Nov. 9 — President Donald Trump replaced Defense Secretary Mark Esper with Christopher C. Miller, National Counterterrorism Center director, on Monday.
Miller will be regarded as the Acting Secretary of Defense, effective immediately, Trump said in a Twitter message.
Esper, who opposed use of active duty troops to suppress domestic civil unrest during the summer, has seen his relationship with Trump deteriorate, was expected to resign following the election.
NBC News reported last week, citing Defense Department officials, that Esper had prepared a letter of resignation, however the Pentagon denied at the time that he was fired or had resigned.
With the apparent victory of former Vice President Joe Biden in the 2020 presidential election, others in Washington stressed that Esper should remain in the position, in part to assure citizens that the U.S. military will not be involved in a transition of power.
Some legislators and defense establishment figures urged Esper to stay on as secretary during the transition prior to the inauguration.

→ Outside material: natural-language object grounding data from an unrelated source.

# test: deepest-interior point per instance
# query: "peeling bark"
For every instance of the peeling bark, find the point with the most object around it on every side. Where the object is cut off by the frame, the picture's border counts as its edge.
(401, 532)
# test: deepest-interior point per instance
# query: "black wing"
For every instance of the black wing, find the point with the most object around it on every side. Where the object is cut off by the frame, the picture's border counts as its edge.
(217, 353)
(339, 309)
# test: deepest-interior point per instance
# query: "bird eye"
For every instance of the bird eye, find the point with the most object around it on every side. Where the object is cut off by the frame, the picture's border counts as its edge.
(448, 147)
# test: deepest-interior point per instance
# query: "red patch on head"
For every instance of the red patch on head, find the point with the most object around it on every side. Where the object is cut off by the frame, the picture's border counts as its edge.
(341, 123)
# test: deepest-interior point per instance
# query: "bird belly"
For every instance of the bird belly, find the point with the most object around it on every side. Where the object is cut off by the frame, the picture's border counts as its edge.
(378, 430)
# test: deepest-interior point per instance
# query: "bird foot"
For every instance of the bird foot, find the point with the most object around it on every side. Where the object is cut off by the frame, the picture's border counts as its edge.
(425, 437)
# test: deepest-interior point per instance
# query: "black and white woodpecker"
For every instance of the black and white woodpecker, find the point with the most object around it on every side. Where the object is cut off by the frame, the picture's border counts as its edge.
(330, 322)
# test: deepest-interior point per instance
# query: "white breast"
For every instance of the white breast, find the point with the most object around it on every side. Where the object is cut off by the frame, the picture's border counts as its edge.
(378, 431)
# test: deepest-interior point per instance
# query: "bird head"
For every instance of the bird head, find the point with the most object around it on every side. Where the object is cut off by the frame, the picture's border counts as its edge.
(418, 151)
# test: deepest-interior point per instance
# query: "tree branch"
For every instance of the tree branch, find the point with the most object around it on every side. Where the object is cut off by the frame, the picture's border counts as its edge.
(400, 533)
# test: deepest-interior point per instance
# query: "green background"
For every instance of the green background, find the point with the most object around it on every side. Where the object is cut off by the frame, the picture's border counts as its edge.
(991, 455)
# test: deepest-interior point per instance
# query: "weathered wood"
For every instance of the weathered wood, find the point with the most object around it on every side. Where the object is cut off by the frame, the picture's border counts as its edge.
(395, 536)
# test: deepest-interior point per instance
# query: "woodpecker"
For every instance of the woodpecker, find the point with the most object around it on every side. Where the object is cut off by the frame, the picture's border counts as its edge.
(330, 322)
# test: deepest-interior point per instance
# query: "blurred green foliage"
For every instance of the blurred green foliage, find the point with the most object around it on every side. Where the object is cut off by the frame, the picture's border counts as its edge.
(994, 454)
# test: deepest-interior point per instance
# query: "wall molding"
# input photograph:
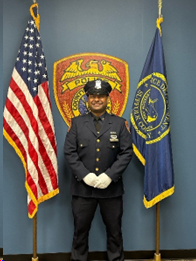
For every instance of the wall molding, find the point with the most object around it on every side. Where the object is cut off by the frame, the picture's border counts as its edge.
(166, 254)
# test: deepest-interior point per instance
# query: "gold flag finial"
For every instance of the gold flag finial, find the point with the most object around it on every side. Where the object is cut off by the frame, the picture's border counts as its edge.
(36, 18)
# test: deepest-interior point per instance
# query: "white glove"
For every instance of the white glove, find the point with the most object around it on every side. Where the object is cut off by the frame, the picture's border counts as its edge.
(91, 179)
(103, 181)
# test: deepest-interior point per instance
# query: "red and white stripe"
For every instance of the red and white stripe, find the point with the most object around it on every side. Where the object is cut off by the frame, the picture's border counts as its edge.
(28, 123)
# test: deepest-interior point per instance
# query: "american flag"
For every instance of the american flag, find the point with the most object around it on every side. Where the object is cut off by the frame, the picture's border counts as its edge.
(27, 120)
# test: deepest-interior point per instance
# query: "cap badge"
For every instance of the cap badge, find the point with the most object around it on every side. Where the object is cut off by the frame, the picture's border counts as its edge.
(97, 84)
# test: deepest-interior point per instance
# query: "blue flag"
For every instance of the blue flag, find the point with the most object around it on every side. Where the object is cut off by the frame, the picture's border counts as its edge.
(150, 125)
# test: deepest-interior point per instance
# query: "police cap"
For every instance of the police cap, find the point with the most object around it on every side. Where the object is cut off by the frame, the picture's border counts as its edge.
(98, 87)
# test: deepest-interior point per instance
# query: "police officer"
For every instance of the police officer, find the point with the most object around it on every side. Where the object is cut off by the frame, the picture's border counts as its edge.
(98, 148)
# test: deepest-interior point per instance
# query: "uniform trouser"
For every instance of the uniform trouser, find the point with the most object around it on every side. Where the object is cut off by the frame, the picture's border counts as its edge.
(111, 211)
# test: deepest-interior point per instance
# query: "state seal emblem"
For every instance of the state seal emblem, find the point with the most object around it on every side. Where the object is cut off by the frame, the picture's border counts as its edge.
(71, 73)
(150, 112)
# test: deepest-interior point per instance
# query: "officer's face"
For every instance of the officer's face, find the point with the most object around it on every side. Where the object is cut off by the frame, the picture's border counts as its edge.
(97, 103)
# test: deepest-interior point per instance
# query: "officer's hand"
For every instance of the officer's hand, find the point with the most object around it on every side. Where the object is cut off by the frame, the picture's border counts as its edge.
(103, 181)
(91, 179)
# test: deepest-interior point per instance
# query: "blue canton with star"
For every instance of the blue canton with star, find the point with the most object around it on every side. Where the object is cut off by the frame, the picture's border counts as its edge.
(30, 62)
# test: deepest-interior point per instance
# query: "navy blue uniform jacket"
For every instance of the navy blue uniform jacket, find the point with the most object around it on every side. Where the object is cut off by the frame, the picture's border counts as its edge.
(110, 152)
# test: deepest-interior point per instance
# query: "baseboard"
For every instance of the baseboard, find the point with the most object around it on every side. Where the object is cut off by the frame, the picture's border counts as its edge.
(165, 254)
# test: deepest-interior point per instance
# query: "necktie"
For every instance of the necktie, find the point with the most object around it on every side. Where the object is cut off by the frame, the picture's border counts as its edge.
(97, 124)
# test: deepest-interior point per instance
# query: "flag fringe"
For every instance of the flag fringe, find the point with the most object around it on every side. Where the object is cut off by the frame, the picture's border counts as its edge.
(158, 198)
(36, 19)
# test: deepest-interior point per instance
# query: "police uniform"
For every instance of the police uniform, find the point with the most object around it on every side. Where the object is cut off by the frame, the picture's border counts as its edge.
(88, 151)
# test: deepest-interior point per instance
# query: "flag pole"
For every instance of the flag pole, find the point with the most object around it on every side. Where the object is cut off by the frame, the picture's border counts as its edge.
(35, 258)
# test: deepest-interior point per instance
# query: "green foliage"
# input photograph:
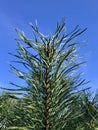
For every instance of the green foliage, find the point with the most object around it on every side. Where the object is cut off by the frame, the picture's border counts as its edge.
(53, 98)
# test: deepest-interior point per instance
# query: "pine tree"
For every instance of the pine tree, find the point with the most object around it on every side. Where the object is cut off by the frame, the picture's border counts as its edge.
(53, 85)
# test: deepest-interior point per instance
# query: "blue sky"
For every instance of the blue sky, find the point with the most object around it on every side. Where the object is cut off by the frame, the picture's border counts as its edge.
(18, 14)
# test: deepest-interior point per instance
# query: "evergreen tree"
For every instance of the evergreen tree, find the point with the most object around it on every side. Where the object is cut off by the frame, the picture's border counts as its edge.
(51, 99)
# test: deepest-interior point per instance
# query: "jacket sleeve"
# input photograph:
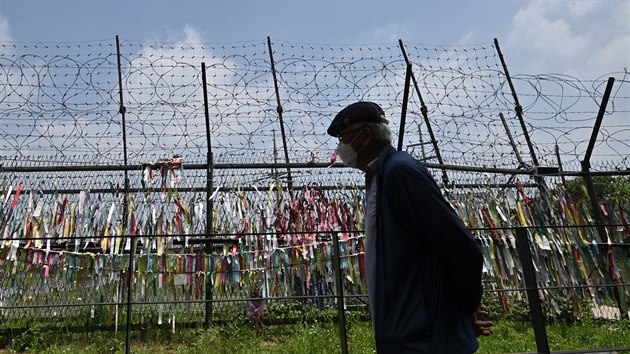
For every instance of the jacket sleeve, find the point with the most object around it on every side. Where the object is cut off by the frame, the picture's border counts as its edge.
(419, 206)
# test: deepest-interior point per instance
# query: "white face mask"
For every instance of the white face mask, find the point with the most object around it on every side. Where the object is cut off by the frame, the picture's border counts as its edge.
(347, 154)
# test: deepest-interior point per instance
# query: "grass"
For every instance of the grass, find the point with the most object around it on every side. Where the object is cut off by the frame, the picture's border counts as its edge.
(510, 336)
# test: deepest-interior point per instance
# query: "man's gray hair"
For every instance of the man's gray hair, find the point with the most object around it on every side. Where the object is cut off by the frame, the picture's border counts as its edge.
(381, 132)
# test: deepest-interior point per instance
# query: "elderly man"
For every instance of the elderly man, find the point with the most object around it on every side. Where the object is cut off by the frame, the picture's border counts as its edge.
(423, 267)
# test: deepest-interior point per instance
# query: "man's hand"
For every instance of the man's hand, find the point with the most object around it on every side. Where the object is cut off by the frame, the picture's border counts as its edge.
(482, 328)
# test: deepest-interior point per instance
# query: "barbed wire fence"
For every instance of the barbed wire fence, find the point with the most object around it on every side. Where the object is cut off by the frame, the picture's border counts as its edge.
(268, 105)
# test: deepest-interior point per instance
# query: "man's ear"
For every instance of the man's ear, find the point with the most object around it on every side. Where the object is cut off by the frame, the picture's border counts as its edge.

“For the good of our country and the brave men and women in uniform, I hope [Esper] will continue to serve for the remainder of the Trump presidency,” Sen. Tim Kaine, D-Va., said in a statement.
Esper’s firing raises questions about the military chain of command at a time when Trump seeks to demonstrate his hold on his executive powers, despite the outcome of the election, officials and experts have said.

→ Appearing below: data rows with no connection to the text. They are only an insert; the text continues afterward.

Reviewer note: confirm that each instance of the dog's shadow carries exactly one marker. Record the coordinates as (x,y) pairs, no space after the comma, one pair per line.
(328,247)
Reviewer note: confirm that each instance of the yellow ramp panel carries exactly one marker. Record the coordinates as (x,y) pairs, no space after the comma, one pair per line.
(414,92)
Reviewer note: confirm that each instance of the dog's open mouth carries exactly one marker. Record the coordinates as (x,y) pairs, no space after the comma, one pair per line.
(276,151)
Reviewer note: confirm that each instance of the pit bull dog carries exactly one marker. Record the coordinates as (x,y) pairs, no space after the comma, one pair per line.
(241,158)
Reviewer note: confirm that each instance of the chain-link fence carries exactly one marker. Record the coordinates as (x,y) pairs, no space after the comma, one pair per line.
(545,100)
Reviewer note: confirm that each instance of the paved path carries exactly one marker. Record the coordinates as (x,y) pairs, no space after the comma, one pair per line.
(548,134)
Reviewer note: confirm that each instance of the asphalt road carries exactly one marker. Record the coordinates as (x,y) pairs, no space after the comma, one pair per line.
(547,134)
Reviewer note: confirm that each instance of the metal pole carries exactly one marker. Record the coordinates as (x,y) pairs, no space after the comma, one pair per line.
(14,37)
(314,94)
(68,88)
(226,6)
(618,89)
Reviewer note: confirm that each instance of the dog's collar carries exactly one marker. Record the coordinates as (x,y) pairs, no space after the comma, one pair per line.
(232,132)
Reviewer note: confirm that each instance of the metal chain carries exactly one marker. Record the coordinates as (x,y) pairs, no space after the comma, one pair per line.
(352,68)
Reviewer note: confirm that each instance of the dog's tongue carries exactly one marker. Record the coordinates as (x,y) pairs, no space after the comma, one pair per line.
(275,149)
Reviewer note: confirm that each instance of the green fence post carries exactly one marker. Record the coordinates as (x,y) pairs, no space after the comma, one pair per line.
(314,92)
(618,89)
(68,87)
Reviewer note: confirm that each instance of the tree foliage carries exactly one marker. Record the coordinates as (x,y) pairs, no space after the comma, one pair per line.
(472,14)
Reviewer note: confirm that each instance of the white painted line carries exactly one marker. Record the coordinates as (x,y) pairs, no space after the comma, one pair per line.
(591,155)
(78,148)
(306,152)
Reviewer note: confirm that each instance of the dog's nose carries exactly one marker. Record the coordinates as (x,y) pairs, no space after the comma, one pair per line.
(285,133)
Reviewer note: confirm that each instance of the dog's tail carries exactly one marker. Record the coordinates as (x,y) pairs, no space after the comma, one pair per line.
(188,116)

“This is a matter of national security,” Arnold Punaro, retired Marine Corps major general and former staff director for the Senate Armed Services Committee, told Politico prior to Monday’s announcement.

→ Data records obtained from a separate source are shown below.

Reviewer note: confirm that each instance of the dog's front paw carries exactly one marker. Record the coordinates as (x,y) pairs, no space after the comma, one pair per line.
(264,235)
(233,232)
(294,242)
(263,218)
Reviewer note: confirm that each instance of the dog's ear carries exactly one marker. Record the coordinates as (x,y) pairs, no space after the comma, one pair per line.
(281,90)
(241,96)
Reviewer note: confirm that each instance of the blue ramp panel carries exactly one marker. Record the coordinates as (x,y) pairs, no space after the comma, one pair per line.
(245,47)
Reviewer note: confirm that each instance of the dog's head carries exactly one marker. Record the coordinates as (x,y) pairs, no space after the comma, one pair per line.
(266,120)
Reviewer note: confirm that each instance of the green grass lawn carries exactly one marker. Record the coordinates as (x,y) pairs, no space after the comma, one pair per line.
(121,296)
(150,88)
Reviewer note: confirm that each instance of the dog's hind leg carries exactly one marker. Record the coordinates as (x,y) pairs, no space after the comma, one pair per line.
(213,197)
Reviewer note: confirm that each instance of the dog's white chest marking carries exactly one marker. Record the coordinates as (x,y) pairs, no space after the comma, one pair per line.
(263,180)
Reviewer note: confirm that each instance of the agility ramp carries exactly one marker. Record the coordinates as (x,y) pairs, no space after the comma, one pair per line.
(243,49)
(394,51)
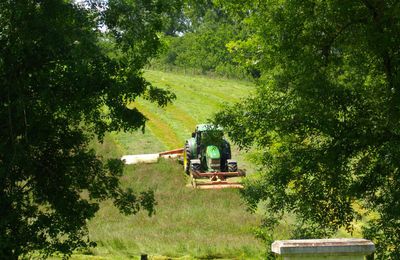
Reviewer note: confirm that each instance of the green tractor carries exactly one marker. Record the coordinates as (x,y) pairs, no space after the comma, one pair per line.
(207,155)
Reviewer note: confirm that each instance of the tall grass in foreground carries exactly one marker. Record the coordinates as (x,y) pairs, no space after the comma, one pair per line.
(192,223)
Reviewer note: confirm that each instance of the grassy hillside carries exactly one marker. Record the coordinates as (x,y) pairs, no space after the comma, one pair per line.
(188,223)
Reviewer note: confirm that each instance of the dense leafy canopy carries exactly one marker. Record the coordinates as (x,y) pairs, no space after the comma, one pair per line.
(201,45)
(325,115)
(59,87)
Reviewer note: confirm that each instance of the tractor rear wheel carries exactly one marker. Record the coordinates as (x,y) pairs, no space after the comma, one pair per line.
(186,158)
(232,166)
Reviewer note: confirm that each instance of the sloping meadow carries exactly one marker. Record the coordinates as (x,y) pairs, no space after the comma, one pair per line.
(188,223)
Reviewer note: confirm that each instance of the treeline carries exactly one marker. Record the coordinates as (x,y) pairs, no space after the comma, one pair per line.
(199,42)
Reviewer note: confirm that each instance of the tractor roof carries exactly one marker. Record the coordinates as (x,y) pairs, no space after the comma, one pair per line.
(206,127)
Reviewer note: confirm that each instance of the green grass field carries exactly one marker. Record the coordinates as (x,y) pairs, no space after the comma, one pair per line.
(188,224)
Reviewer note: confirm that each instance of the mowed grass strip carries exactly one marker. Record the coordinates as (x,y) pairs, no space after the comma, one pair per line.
(160,128)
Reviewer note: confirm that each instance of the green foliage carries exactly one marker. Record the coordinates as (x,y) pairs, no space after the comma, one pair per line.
(202,47)
(326,114)
(60,88)
(188,224)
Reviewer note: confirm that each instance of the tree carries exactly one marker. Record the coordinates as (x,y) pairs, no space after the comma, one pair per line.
(60,89)
(325,115)
(201,46)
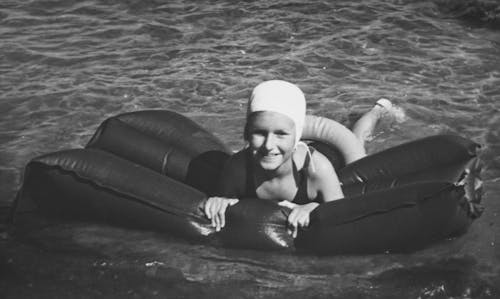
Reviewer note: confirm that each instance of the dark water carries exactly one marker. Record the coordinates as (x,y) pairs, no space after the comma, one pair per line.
(67,65)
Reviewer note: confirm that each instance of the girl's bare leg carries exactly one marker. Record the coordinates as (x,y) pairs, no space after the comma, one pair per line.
(364,127)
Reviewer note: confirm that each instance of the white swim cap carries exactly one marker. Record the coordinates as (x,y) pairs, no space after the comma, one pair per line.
(282,97)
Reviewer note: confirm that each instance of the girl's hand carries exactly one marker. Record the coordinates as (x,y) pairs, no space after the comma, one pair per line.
(215,209)
(299,217)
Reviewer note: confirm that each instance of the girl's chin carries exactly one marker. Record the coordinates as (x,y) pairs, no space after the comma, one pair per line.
(270,163)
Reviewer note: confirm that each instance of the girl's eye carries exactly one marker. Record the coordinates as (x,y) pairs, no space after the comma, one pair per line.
(258,132)
(282,133)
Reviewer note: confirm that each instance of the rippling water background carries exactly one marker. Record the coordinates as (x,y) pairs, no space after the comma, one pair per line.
(67,65)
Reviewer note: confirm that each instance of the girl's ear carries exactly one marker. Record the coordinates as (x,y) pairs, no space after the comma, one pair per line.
(245,132)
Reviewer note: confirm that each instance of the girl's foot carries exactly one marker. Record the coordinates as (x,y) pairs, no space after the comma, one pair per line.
(384,107)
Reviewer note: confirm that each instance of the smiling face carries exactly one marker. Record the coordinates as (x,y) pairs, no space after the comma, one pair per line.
(271,137)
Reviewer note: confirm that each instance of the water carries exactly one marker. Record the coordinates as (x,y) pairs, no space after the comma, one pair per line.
(67,65)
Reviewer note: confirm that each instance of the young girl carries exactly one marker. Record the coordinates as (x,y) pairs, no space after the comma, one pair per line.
(276,165)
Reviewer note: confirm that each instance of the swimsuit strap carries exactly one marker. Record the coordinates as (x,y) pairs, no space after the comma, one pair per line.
(300,177)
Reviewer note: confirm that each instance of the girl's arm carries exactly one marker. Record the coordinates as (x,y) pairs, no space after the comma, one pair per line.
(229,189)
(323,184)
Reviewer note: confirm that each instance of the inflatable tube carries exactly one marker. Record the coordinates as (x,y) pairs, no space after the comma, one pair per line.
(388,208)
(336,136)
(167,143)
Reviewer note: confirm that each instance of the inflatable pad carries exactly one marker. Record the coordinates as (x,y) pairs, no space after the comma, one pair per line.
(154,170)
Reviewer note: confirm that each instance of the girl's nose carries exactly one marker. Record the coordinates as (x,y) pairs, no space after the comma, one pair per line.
(270,142)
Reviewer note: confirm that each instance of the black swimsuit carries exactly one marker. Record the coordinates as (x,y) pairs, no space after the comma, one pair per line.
(300,177)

“During the next 76 days [prior to the Jan. 20, 2021, inauguration], our allies and adversaries should understand that President Trump retains full powers as commander in chief and the chain of command is intact from him to Secretary Esper to the warfighting commanders,” Punaro said.
Miller was sworn in as director of the National Counterterrorism Center in August after serving as a policy official at the National Security Council.